2.4.4 - Directory Tree

For relatively small websites, ad-hoc side-loading is available directly from a folder structure on the hard drive. This is intended for loading manuals, documentation and similar data sets that are large and slowly changing.

A website can be archived with wget, like this

wget -nc -x --continue -w 1 -r -A "html" "docs.marginalia.nu"

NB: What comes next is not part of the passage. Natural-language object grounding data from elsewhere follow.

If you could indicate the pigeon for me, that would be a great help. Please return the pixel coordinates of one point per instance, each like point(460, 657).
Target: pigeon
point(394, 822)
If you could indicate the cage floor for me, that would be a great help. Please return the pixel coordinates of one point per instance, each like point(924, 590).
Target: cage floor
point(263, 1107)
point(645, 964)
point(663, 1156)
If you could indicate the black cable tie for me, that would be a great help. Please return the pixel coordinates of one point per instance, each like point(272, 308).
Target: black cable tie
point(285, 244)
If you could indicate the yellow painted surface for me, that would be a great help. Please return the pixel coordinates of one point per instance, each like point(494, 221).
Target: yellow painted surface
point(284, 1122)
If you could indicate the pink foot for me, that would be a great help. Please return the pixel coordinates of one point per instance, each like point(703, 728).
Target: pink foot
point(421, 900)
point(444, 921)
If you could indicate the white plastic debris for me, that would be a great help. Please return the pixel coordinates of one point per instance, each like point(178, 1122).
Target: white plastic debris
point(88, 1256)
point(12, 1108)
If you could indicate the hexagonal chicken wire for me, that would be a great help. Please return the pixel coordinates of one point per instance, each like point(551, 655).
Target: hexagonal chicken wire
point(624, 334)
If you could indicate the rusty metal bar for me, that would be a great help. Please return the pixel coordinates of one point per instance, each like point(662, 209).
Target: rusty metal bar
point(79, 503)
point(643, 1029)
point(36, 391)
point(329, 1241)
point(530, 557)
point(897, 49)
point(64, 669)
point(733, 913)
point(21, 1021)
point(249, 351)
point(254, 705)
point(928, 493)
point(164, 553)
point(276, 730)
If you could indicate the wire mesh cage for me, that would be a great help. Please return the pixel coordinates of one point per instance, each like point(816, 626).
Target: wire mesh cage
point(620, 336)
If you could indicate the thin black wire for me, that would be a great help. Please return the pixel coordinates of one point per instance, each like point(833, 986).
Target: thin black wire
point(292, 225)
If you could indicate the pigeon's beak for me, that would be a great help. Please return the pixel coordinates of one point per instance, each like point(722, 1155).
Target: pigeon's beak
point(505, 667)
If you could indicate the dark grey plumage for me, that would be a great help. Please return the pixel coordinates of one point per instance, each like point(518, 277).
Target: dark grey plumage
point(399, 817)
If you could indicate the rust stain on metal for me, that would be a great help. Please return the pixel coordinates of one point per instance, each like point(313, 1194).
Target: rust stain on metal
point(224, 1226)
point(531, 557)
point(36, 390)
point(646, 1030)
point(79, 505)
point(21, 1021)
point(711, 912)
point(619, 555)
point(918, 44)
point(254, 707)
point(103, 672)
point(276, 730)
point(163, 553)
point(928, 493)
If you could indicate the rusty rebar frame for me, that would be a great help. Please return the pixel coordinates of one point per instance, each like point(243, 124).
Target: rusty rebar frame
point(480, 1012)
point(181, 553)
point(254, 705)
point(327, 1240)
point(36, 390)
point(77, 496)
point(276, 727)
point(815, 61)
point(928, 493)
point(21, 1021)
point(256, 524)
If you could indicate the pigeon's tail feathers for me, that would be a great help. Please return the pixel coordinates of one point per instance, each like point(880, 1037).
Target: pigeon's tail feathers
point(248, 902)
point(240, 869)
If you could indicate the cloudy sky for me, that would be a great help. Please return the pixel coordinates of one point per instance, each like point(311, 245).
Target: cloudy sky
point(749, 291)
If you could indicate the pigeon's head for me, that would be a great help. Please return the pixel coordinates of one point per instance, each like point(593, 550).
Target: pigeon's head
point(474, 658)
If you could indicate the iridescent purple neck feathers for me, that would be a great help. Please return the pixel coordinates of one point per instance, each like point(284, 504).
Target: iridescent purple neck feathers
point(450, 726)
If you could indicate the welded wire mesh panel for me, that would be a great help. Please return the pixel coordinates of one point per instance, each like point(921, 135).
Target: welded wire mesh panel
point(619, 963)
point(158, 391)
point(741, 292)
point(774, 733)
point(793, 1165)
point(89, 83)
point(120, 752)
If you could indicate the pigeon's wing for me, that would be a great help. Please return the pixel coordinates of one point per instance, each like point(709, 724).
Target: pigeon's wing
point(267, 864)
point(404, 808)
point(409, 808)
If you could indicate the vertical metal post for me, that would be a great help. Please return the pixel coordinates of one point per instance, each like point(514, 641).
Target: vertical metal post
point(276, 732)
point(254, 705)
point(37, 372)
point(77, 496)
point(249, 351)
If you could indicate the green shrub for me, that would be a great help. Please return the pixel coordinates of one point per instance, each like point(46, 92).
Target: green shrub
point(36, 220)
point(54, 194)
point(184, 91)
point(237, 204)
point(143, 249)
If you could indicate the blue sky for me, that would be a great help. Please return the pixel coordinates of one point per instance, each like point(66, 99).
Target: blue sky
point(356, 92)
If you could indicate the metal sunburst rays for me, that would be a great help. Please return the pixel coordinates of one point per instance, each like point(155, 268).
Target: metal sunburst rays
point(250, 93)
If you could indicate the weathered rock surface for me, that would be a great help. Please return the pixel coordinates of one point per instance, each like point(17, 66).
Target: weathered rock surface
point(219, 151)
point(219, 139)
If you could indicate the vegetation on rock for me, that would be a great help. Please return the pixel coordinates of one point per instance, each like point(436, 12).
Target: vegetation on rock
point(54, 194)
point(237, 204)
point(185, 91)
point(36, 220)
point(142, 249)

After doing this to a bunch of websites, create a YAML file in the upload directory, with contents something like this:

sources:
- name: jdk-20
  dir: "jdk-20/"
  domainName: "docs.oracle.com"
  baseUrl: "https://docs.oracle.com/en/java/javase/20/docs"
  keywords:
  - "java"
  - "docs"
  - "documentation"
  - "javadoc"
- name: python3
  dir: "python-3.11.5/"
  domainName: "docs.python.org"
  baseUrl: "https://docs.python.org/3/"
  keywords:
  - "python"
  - "docs"
  - "documentation"
- name: mariadb.com
  dir: "mariadb.com/"
  domainName: "mariadb.com"
  baseUrl: "https://mariadb.com/"
  keywords:
  - "sql"
  - "docs"
  - "mariadb"
  - "mysql"

The fields in the above are

parameter	description
name	Purely informative
dir	Path of website contents relative to the location of the yaml file
domainName	The domain name of the website
baseUrl	This URL will be prefixed to the contents of `dir`
keywords	These supplemental keywords will be injected in each document

The directory structure corresponding to the above might look like this:

docs-index.yaml
jdk-20/
jdk-20/resources/
jdk-20/api/
jdk-20/api/[...]
jdk-20/specs/
jdk-20/specs/[...]
jdk-20/index.html
mariadb.com
mariadb.com/kb/
mariadb.com/kb/[...]
python-3.11.5
python-3.11.5/genindex-B.html
python-3.11.5/library/
python-3.11.5/distutils/
python-3.11.5/[...]
[...]

So e.g. the file jdk-20/api/java.base/java/lang/Thread.html would refer to the URL https://docs.oracle.com/en/java/javase/20/docs/api/java.base/java/lang/Thread.html.

After creating the directory structure, go to the Index Nodes -> Node N -> Actions -> Sideload Dirtree, and select the directory containing the structure. Then click ‘Sideload Dirtree`. This will process the data, so that it can be loaded.

As usual with sideloaded data, after the data has been processed it can be loaded by going to Index Nodes -> Node N -> Actions -> Load Processed Data.